# extended service plans



## hatcityhosehauler (Feb 13, 2004)

*Did you purchase an extended service plan with your Outback?*​
yes.1526.79%no.4071.43%not for this trailer, but will get one for the next trailer.11.79%


----------



## hatcityhosehauler (Feb 13, 2004)

Just wondering where everyone stands on the extended service plan. I am still thinking about it, as we haven't closed yet. I am also getting multiple quotes from both the dealer, and Good Sam Club.

I am interested in hearing everyone's feelings on the subject.

Tim


----------



## KellerJames (Jan 19, 2004)

Hey Tim,
Me again. My wife and I never used to get extended plans on any thing we purchased. Over time, We've come to think that on major items (RV, autos, etc.) it seems like a good idea. Maybe I'm spending more than I should, maybe not. It has paid 'big time' in the past to have the extended plan on a couple of things.


----------



## bassplunker (Dec 2, 2003)

The times I've purchased them (32 inch TV and $600 digital camera} expired without me having to use them. Besides, I hate it







when salespeople continue pitching the extended contract after I've already said no. I just don't trust them. I paid cash for my trailer and the finance guy told me I wasn't insured by AAA even after I told him I was (I definitely was). He tried to palm off some insurance that was 3x's the amount of what mine was. He also said my new Outback was only insured for 1 year but I've since heard it was two years. Does anyone know if Camping World offers extended warranties?


----------



## D&DOutback (Jan 22, 2004)

I'm not a big extended warranty fan either but when it comes to brand new large purchases such as a trailer or tow vehicle, I want the added insurance that 5, 6, or 7 years down the road it's still gonna work and run like it did when I first bought it. The warranty we got with our trailer was less then 9% of the total purchase price and is transferable if we wish to sell it or we can be refunded a prorated amount. The salesman said we could use the warranty as a deal clincher if we needed to when we sell the TT. If we got what we wanted for it then we didn't have to transfer the warranty and, instead, turn it in for the refund.
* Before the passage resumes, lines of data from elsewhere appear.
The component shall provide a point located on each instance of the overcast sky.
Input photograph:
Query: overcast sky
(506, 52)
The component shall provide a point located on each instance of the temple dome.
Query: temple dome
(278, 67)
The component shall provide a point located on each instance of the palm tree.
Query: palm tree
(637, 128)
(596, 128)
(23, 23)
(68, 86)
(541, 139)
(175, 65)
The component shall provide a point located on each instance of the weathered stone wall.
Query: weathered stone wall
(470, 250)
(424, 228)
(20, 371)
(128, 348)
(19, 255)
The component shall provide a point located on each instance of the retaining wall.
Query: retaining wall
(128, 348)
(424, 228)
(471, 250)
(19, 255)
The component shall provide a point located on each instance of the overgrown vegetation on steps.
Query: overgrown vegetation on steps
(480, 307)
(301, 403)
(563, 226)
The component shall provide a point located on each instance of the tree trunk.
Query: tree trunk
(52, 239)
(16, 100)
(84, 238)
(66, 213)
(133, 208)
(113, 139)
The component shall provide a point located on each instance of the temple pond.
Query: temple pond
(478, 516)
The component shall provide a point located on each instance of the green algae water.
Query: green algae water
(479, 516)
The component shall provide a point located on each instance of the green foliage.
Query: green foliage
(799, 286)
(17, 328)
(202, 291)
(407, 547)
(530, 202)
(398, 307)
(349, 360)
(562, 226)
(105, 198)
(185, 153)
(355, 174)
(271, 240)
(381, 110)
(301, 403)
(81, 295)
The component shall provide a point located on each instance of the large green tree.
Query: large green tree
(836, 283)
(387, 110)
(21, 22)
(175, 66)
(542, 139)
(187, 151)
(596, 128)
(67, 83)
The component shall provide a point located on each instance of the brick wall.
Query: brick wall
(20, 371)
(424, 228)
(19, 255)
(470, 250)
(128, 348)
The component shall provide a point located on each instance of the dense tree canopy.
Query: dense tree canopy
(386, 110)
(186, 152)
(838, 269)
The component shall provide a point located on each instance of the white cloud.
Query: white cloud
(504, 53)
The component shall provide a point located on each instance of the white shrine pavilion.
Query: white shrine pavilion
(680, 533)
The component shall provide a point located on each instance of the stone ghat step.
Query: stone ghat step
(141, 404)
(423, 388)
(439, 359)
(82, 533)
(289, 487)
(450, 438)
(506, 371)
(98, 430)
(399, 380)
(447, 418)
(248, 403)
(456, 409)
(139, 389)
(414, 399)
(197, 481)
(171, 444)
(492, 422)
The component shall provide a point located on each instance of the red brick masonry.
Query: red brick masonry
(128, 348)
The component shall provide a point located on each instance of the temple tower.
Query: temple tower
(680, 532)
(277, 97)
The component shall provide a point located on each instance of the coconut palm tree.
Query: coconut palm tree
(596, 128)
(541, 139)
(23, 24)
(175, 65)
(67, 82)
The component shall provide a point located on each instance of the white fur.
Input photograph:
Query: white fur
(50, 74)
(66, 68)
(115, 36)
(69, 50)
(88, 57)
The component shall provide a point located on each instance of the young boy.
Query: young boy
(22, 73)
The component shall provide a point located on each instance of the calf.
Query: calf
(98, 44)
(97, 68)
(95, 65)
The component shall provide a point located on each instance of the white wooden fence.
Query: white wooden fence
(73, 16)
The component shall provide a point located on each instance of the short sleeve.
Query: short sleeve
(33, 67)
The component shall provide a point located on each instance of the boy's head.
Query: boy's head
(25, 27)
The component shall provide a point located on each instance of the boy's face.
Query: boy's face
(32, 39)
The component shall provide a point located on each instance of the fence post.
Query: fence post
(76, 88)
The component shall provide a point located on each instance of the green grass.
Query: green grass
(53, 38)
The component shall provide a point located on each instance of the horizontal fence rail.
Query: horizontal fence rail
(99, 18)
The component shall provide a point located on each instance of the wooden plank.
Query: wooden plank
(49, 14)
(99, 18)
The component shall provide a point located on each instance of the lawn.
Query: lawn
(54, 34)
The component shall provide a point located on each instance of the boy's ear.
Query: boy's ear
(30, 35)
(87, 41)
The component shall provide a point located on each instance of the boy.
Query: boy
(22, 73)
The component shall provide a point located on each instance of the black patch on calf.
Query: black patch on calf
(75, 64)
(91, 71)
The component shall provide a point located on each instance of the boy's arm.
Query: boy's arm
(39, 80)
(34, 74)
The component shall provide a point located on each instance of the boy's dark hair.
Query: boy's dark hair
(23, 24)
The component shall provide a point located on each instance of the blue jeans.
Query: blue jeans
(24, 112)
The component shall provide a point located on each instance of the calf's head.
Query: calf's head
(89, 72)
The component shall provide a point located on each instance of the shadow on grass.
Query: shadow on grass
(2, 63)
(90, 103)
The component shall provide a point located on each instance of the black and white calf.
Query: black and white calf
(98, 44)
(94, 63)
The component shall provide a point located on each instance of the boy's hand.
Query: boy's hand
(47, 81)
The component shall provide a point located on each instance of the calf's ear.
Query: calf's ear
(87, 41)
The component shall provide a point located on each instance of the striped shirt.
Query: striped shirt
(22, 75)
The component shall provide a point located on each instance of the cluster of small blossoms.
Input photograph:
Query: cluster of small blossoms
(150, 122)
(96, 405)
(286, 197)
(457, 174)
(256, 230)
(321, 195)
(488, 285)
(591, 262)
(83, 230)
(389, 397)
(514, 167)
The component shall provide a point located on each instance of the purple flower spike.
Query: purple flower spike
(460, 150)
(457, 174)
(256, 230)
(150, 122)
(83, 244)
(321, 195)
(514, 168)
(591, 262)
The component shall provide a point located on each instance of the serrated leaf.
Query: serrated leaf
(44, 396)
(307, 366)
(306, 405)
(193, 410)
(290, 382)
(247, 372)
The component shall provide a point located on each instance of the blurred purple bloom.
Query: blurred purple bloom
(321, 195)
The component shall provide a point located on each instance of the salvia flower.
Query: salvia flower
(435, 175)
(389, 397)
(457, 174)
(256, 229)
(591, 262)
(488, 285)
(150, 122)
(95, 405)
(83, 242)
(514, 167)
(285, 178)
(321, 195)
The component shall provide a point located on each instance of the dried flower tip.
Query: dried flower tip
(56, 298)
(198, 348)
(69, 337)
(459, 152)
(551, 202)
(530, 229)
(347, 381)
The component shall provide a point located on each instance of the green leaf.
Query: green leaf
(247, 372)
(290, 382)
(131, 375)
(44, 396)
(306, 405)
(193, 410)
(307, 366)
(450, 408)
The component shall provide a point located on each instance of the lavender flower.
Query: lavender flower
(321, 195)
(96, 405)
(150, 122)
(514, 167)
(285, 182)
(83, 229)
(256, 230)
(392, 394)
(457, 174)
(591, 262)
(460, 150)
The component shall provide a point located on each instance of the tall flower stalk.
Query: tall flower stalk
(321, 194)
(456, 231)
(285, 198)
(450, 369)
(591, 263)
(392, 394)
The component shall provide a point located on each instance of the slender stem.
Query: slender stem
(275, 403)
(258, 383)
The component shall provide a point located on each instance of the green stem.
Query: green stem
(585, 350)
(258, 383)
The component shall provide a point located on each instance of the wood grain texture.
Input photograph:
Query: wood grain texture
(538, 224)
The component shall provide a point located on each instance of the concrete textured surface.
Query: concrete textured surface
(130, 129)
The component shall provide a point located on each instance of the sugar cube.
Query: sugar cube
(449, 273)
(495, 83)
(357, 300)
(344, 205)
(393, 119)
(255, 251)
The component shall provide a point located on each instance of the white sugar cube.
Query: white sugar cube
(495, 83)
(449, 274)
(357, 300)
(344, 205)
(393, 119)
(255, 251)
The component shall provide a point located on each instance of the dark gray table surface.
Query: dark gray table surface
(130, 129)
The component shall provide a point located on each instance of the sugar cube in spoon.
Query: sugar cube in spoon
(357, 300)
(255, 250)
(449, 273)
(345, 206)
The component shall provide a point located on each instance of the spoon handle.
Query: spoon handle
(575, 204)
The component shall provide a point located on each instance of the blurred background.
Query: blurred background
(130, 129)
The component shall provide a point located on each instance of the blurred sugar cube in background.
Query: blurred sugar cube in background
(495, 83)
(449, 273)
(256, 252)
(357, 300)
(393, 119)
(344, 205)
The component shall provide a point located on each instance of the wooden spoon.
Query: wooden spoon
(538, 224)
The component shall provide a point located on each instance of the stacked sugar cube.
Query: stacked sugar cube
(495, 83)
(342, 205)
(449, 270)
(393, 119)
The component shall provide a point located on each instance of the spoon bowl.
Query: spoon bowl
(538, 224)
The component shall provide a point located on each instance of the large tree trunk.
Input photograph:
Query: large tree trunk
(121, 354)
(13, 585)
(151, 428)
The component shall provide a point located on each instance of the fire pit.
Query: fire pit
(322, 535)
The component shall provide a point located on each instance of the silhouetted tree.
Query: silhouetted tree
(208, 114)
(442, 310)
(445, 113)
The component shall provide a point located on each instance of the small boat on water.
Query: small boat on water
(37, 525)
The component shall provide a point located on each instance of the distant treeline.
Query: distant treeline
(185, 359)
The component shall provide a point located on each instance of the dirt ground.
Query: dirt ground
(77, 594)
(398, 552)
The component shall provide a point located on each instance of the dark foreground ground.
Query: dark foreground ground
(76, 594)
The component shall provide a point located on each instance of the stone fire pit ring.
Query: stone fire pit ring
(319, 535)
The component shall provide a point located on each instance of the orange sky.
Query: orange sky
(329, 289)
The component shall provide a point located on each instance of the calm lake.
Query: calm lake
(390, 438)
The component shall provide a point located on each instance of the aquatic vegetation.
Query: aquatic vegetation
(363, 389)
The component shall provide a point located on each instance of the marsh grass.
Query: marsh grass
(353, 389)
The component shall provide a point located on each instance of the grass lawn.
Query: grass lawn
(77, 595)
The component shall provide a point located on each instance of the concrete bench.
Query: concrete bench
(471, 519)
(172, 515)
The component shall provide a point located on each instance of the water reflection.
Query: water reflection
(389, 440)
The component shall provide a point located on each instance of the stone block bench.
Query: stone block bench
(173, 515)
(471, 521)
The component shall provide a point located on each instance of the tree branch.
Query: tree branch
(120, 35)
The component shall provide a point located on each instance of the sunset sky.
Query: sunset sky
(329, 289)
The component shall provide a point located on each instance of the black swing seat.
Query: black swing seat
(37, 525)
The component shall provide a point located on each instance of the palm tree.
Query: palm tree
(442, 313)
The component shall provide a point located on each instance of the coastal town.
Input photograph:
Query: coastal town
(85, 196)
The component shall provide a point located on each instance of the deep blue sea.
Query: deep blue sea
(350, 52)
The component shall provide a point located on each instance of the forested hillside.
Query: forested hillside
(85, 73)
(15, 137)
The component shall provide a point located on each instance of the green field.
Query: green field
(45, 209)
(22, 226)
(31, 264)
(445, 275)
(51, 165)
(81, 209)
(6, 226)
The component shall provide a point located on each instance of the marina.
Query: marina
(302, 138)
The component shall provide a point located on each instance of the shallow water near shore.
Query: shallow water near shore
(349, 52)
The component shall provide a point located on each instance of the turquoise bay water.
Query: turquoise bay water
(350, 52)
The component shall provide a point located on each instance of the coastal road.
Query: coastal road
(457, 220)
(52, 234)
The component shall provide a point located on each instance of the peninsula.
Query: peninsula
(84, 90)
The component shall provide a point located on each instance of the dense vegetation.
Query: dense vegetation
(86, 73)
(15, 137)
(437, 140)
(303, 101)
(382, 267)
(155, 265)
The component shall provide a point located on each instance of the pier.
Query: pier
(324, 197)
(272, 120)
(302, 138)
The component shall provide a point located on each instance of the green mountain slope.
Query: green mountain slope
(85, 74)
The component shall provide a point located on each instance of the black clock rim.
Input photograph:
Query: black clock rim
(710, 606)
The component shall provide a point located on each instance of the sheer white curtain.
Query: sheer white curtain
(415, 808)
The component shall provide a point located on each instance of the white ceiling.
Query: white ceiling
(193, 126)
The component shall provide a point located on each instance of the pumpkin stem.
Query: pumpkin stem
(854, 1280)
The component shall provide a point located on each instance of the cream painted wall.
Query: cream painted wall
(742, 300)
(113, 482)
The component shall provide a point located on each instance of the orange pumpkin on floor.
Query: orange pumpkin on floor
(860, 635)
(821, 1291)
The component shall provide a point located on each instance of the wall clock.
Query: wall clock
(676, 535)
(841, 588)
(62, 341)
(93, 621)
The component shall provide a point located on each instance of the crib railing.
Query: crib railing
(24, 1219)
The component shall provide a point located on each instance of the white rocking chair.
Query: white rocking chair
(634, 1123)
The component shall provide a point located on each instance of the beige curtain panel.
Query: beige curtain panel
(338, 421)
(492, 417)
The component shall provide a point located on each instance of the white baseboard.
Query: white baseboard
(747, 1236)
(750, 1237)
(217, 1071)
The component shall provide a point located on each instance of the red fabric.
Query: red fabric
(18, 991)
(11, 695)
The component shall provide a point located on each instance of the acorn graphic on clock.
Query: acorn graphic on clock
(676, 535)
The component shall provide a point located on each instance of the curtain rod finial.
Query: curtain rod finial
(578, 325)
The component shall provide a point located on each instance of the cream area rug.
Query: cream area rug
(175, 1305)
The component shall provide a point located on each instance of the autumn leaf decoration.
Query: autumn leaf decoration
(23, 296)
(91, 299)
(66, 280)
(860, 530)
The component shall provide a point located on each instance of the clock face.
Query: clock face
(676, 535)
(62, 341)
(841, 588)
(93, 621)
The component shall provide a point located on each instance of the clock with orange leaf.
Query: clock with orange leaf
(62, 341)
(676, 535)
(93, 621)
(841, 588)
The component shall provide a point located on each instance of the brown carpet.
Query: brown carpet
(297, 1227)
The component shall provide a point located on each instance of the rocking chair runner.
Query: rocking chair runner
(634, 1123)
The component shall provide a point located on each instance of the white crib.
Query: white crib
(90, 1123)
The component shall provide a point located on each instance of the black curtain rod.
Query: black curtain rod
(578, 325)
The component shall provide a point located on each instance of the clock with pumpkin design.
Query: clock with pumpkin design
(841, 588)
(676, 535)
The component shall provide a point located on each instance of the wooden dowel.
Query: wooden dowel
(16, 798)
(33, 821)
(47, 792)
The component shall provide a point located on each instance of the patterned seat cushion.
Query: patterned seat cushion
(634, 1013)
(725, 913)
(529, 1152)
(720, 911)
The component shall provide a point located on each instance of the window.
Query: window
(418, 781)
Bottom line is, since my Outback is one of my biggest 'investments in recreation', then I want to have a guarantee that I won't have any problems with it for as long as I plan on using it.

Just my $.02 worth.


----------



## Castle Rock Outbackers (Jan 18, 2004)

We purchased our 2004 26 RS in January and declined the extended warranty as well. It was somthing around $1,800 for 7 years. The finance guy must have been used to most people declining. All he did was give me the paper to sign to decline the warrenty. He didn't push it at all. We take very good care of our big purchases, and when you do that, you are generally OK.

Randy


----------



## mejslice (Dec 4, 2003)

I bought a 2003 21 rs used it for a year. we bought the warranty and traded for a 2004 23rs. the warranty that we bought on the 03 was refunded. we didn't get it all but at least we got most of it. The difference in cost was only 100.00from last year to this year. The cost for 2004 was 1398.00. We feel that if something happens down the road a ways it will pay for itself .---------perfect example a guy had his camper, just outside of the factory warranty and lost a fridge and his a/c unit -- both covered under the extended warranty. this was in the FIRST year of the warranty.he still has 6 more years to go Mike


----------



## Y-Guy (Jan 30, 2004)

I opted for the extended coverage. But I learned a few things before I bought it. I did checking on the compnay, many have gone belly up. I also negotiated with the sales staff, not the finance person. You can negotiate, the dealers make a load off the policy, just know who can negotiate and who can't. With the two slide outs I figure the policy is a good idea, time will tell if I need it or not.


----------



## California Jim (Dec 11, 2003)

I passed on it as I usually do on any purchase where one is offered.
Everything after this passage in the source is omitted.